Person | Item | Group |
---|---|---|
1 | a | 1 |
1 | b | 1 |
2 | c | 2 |
2 | d | 2 |
3 | a | 3 |
Sample3 - both 1 and 2 have the same items so they are all considered as 1 group
Person | Item | Group |
---|---|---|
1 | a | 1 |
1 | b | 1 |
1 | c | 1 |
2 | a | 1 |
2 | b | 1 |
2 | c | 1 |
I found a similar post but this doesn't have the same grouping/checking mechanic on the second column: Group identifiers/values that are related with each other between multiple columns
I'm thinking I need to do a self-join based on Item and loop through it, but a bit stuck as of the moment.
Thanks in advance!
Identify sets of items per person, then group by that sets.
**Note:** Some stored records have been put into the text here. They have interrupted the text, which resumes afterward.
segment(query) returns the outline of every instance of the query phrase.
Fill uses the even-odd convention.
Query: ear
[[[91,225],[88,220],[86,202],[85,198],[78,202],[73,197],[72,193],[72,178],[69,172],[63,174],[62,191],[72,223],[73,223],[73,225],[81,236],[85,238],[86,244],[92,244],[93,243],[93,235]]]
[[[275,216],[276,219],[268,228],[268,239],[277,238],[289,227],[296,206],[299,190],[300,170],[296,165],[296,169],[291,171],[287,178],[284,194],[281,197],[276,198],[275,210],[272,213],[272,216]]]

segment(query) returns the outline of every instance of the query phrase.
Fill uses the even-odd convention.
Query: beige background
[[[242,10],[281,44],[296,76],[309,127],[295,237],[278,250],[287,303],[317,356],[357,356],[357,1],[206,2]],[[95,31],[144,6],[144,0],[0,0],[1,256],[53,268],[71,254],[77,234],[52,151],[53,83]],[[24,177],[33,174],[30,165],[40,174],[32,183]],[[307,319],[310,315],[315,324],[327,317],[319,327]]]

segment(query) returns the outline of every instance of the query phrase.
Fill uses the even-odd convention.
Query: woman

with t (person, item) as (
select 1, 'a' union all
select 1, 'b' union all
select 2, 'a' union all
select 2, 'b' union all
select 3, 'a'
)
, person_to_itemset as (
select person, string_agg(item,',') within group (order by item) as itemset
from t
group by person
)
, itemset_to_group as (
select itemset, row_number() over (order by min(person)) grp
from person_to_itemset
group by itemset
)
select t.*, ig.grp
from t
join person_to_itemset pi on t.person = pi.person
join itemset_to_group ig on pi.itemset = ig.itemset
person | item | grp |
---|---|---|
1 | a | 1 |
1 | b | 1 |
2 | a | 1 |
2 | b | 1 |
3 | a | 2 |
(Note that string_agg
function was used just to demonstration purposes. To work safely the item
column must not contain the comma character and probably it won't perform well on large number of item
s per person. Grouping directly into collection type could be alternative, unfortunately I actually don't use SQL Server and am not certain if it supports some collection, including ability to equality comparison for grouping, it is also important whether item
s per person
form set or multiset.)